If you are childless, you might answer that your legacy will be your work. Artists works echo down through the ages, inspiring countless new generations to think and feel and imagine all aspects of the human condition. Founders of huge corporations hope that the jobs and income their progenies generate will have a lasting effect on their communities that will reverberate into the future. Scientists, philosophers and teachers hope their works will inspire future generations and provide keys understanding the world around us that will affect us all for ages to come.
But what of the rest of us, who are childless and whose jobs provide little else than income and security? How can we hope to achieve any kind of immortality, bereft of the normal cultural avenues of doing so? Are we all doomed to be tossed into's history's trashbin, forgotten and unvalued?
I would submit the answer to this is "no", at least "no, we don't HAVE to be." While I like to think that I am also a physical part of my mother's legacy, my memory of her also serves as evidence that legacies can be more more subtle, yet no less powerful, than many would suspect. Her legacy to me is more than just fair skin, brown hair, poor eyesight and a weakness for underdogs. She passed along to me a feeling of absolute love and acceptance that is every bit as tangible to me as a house, a car, or cash. Everywhere I walk I am enveloped in the warm, soft, powerful glow of her love. This feeling buoys me when I'm depressed, empowers me when I'm feeling weak or helpless, and motivates me when I get lazy. In short, it's one more way she lives on through me.

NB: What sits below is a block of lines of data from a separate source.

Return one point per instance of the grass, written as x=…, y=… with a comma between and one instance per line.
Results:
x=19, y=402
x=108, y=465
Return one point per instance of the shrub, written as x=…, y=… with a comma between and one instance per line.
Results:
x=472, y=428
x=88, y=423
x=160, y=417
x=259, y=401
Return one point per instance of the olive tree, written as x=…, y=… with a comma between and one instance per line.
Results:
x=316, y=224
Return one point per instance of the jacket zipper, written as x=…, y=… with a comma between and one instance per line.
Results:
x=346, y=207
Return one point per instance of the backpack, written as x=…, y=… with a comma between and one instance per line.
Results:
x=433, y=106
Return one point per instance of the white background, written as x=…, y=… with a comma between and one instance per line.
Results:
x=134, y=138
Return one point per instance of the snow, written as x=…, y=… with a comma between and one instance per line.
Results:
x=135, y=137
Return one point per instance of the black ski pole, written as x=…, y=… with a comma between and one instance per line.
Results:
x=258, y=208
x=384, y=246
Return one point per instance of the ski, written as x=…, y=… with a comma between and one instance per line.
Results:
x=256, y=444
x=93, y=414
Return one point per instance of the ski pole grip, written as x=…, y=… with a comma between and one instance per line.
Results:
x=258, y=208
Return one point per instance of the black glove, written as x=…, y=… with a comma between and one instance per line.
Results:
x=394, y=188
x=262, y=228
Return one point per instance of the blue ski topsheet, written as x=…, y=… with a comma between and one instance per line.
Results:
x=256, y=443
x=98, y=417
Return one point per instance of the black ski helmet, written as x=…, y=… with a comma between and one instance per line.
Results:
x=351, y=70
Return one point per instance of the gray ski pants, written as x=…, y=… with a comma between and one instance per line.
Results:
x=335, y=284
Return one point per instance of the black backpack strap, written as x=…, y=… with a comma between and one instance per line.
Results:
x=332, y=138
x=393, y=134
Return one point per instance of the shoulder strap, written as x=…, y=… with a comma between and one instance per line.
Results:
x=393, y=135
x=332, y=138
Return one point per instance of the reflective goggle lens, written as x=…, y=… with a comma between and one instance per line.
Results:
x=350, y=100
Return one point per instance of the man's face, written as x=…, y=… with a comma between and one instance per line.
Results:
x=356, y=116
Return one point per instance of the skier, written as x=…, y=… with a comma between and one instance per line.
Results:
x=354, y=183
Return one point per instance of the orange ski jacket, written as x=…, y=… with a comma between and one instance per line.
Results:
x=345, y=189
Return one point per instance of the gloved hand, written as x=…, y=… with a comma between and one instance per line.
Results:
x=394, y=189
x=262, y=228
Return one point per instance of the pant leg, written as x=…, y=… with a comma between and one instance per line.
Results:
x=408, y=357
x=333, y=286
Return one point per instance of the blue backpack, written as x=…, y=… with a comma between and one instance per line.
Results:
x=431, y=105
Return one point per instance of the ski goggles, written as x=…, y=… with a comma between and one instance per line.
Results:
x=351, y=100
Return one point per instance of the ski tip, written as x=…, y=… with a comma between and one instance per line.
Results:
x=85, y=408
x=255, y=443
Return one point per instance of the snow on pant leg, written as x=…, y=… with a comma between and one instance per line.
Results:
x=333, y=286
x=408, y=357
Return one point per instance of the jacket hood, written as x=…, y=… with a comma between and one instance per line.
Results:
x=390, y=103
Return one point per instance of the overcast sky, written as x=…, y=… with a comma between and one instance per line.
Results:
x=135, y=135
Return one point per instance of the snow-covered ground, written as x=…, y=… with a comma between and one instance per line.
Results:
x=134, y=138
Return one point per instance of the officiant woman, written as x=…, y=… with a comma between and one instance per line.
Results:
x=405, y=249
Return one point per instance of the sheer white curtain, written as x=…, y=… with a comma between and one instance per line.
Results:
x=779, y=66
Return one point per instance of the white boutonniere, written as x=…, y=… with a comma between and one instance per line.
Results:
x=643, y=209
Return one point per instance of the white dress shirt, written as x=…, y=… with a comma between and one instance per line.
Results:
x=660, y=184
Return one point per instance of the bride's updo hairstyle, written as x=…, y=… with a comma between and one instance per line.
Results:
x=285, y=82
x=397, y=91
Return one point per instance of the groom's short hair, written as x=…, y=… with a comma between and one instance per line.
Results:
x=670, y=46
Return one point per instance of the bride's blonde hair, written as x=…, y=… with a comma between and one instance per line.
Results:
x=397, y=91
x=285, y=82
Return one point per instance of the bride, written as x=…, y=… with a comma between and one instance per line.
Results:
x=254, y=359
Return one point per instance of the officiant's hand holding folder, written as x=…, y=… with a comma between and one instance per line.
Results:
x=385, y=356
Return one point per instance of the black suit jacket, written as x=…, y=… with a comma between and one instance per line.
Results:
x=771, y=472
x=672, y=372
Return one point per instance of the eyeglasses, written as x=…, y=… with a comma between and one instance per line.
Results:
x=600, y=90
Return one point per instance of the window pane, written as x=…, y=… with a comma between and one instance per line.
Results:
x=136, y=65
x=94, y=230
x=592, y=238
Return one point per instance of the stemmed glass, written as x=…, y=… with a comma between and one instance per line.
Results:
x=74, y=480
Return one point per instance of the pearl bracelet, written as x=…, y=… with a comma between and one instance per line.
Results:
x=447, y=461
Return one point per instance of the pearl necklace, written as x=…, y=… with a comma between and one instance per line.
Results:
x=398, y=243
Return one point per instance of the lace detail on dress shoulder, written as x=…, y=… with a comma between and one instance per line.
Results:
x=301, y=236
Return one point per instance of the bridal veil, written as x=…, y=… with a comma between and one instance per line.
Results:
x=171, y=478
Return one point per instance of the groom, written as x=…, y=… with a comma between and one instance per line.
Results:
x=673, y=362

Do I need children to be able to pass this feeling along to others? I don't think so. Certainly it's easier to transfer such feelings to your own child, but I'd like to think that I can pass along this essence of my mother to others in my life, regardless of their precise relation to me. I can listen to friends who need an ear, embolden those who need it, defend those who are defenseless, encourage those who feel worthless and forgotten. My mother will have lived on through me (and no doubt, through others as well) and I'll hopefully live on through the memory of those whose lives I've touched.
That's the goal, anyway. I don't pretend to have even come close to earning immortality of any kind, and most likely, won't for a very long time. But the point remains that everything touches everything else, and if the touch is powerful and memorable enough, the feeling gets transferred and achieves a life of its own.
One hundred years from now, perhaps no one will remember my mother's name or who she was. But if those who follow her in life's wake honor who and what she was, the chain reaction that her presence created can truly echo through the ages, and in this way, she will never be gone from this earth. In this way, perhaps none of us will.